Utilizing the CLASS statistical sample, we investigate the constraint of the splitting angle statistic of strong gravitational lenses(SGL) on the equation-of-state parameter $w=p/\rho$ of the dark energy in the flat cold dark matter cosmology. Through the comoving number density of dark halos described by Press-Schechter theory, dark energy affects the efficiency with which dark-matter concentrations produce strong lensing signals.
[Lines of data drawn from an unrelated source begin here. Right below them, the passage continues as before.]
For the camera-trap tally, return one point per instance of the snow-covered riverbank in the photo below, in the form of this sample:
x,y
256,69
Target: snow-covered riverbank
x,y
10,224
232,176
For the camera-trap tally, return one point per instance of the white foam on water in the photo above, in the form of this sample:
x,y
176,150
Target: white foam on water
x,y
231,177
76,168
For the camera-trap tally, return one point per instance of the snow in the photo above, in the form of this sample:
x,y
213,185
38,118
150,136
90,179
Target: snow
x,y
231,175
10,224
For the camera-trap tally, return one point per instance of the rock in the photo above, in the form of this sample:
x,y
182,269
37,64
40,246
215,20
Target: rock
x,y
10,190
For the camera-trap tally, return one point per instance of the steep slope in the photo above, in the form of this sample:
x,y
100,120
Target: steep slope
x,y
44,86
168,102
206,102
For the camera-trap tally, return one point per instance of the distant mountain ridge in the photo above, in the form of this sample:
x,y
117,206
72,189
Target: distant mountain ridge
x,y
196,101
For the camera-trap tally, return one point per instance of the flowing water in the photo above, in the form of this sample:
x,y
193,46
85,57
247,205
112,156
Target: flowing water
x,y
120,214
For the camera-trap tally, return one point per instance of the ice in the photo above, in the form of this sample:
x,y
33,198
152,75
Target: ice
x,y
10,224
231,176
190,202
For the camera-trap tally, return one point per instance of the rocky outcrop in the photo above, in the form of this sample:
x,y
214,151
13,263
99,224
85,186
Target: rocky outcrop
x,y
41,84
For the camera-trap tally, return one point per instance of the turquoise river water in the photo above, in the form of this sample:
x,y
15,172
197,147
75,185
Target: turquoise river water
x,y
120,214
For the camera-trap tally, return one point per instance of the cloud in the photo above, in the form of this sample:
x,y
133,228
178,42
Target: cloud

The constraints on both constant $w$ and time-varying $w(z)=w_0+w_az/(1+z)$ from the SGL splitting angle statistic are consistently obtained by adopting a two model combined mechanism of dark halo density profile matched at the mass scale $M_c$. Our main observations are: (a) the resulting model parameter $M_c$ is found to be $M_c \sim 1.4$ for both constant $w$ and time-varying $w(z)$, which is larger than $M_c \sim 1$ obtained in literatures; (b) the fitting results for the constant $w$ are found to be $w =-0.89^{+0.49}_{-0.26}$ and $w =-0.94^{+0.57}_{-0.16}$ for the source redshift distributions of the Gaussian models $g(z_s)$ and $g^c(z_s)$ respectively, which are consistent with the $\Lambda \rm CDM$ at 95% C.L; (c) the time-varying $w(z)$ is found to be for $\sigma_8 = 0.74$: $(M_c; w_0, w_a)=(1.36; -0.92, -1.31)$ and $(M_c; w_0, w_a)=(1.38; -0.89, -1.21)$ for $g(z_s)$ and $g^c(z_s)$ respectively.